These days, where she wants to be is near me. If I'm doing dishes or sitting on the computer while she plays, I invariably feel her little hands on my feet and look down to see her big, gummy smile beaming up at me. She's just at the edge of what's technically called object permanence, which just means that separation anxiety is right around the corner once she properly grasps the fact that things still exist when she can't see them. For now, we're having fun hiding toys and watching her look for them, her little eyebrows drawn together in concentration.

We've tried a few solid foods with her (avocado, banana, peas, and mango) and were met with unilateral disapproval. She's apparently not ready to give up her monopoly on mama's milk quite yet, and so we still have one or two times every night when she wakes up hungry. While I love the stillness and peace that come with those night feeds (really the only time in the day she's not trying to climb all over me like a tiny Edmund Hillary), I'll say farewell to them with joy the minute she decides she's ready to sleep more than four or five hours at a time.

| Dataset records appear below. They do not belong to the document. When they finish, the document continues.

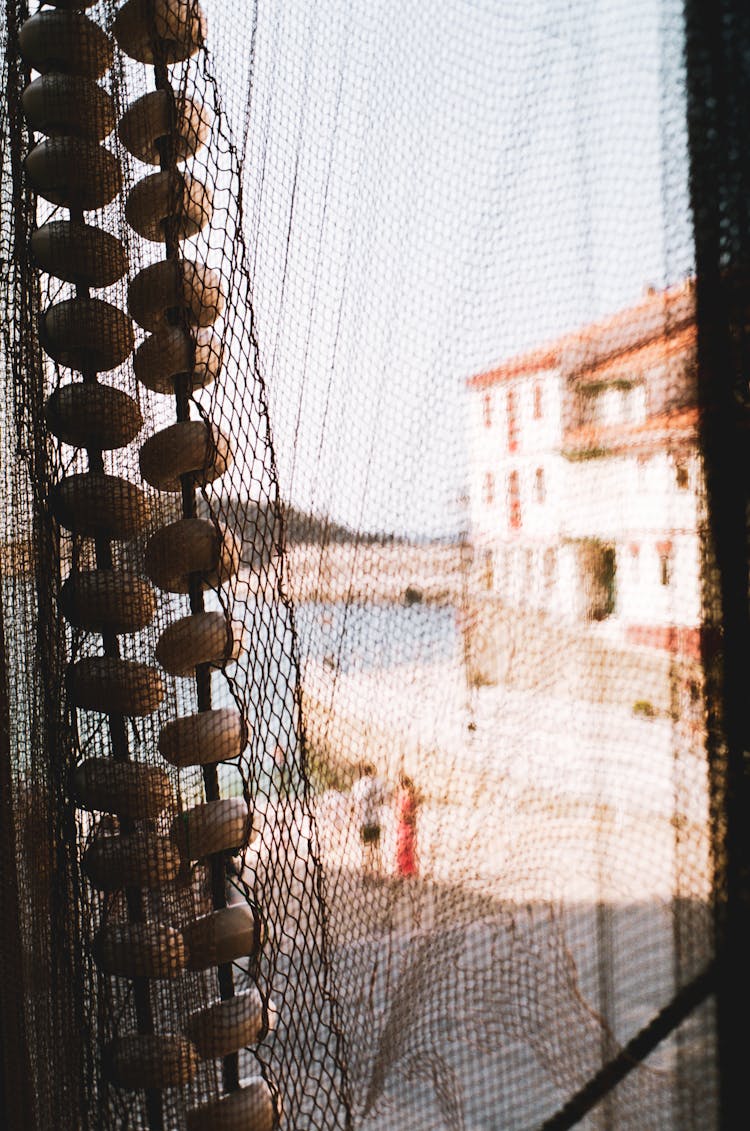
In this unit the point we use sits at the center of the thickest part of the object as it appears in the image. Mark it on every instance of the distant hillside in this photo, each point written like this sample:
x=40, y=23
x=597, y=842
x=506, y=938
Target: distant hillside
x=264, y=524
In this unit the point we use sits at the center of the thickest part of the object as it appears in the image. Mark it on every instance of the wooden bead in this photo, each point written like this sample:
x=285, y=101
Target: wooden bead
x=151, y=1061
x=114, y=685
x=187, y=448
x=89, y=335
x=67, y=42
x=138, y=860
x=227, y=1026
x=251, y=1108
x=131, y=790
x=100, y=506
x=92, y=415
x=172, y=197
x=160, y=31
x=68, y=104
x=222, y=937
x=74, y=172
x=171, y=352
x=214, y=827
x=78, y=253
x=190, y=545
x=209, y=736
x=173, y=284
x=140, y=950
x=108, y=601
x=200, y=638
x=161, y=114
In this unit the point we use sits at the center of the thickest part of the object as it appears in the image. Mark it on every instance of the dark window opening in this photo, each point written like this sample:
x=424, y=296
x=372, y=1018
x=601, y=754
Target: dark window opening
x=514, y=501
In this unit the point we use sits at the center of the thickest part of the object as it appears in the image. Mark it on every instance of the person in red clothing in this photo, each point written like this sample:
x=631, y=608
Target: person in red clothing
x=406, y=805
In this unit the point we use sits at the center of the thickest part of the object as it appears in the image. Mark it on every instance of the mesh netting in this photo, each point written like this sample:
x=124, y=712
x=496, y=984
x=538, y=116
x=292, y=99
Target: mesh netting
x=363, y=741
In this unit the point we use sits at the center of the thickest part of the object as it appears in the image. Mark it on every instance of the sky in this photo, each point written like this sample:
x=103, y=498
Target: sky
x=430, y=188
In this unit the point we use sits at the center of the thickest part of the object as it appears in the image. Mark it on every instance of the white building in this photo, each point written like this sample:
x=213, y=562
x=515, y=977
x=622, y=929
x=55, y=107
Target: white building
x=586, y=486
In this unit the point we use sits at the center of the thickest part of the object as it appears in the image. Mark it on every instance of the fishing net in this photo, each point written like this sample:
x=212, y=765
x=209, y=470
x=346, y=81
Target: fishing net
x=373, y=564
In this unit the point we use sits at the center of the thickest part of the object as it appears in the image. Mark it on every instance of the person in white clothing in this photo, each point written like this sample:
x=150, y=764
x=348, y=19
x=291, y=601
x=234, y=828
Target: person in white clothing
x=369, y=793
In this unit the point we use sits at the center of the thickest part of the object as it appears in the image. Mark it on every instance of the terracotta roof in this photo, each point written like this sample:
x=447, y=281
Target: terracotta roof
x=657, y=317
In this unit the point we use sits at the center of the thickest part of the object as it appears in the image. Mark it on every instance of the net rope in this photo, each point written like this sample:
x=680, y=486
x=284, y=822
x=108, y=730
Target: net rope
x=457, y=373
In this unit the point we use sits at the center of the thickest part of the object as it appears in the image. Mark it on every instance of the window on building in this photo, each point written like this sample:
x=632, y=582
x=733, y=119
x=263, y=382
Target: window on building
x=514, y=501
x=550, y=568
x=488, y=569
x=513, y=421
x=664, y=551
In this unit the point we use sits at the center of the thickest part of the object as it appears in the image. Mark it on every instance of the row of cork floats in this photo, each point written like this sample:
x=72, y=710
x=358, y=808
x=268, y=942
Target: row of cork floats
x=177, y=301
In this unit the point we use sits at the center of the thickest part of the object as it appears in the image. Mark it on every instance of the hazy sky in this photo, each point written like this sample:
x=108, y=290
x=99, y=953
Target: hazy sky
x=431, y=187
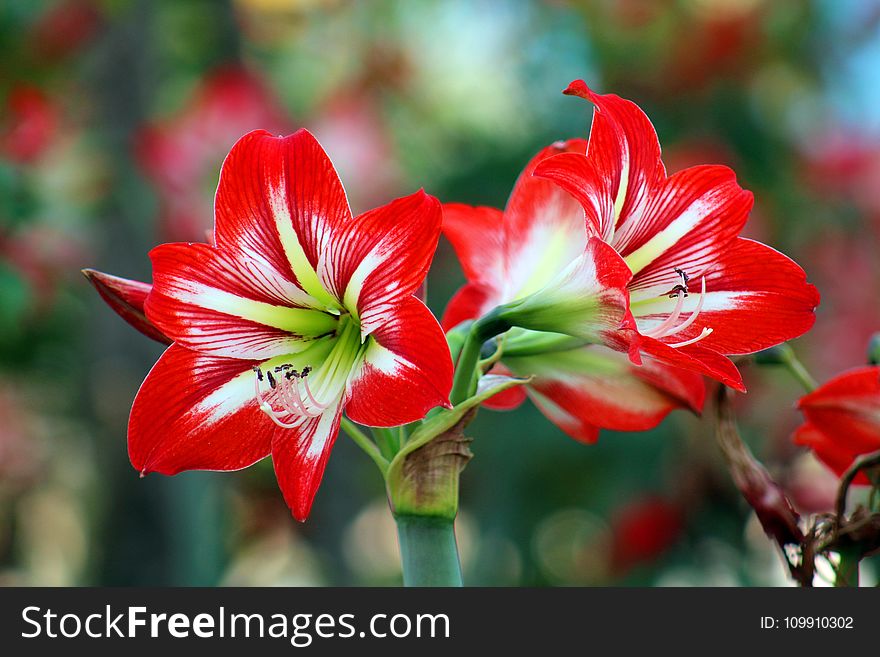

I always thought that the newborn stage was my favourite. There's no way anything could be better than a tiny little body melting into the curve of your neck as your baby falls asleep. Or at least that's what I thought. I'm now convinced that six months is perfection. It's like God knows that you're probably pretty exhausted at this point, halfway through the impossible baby year, and all of a sudden that baby decides to show you how much she loves you. Her face lights up when she hears the door open because she knows it's Daddy coming home from work. She throws herself at me, planting sloppy, open-mouthed kisses on my face, her tiny arms wrapped tight around my neck, fingers tangled in my hair. We have long conversations, the two of us, full of giggles and coos and a little nose all scrunched up when she smiles.

She just learned how to reach for us, and when she puts out her arms to me there's nothing I wouldn't do to have her in mine. It's like every day she's determined to make me realize how lucky I am to be her mama. And every day I hold her tight and thank God that she's mine. These have been the best-spent six months of my life.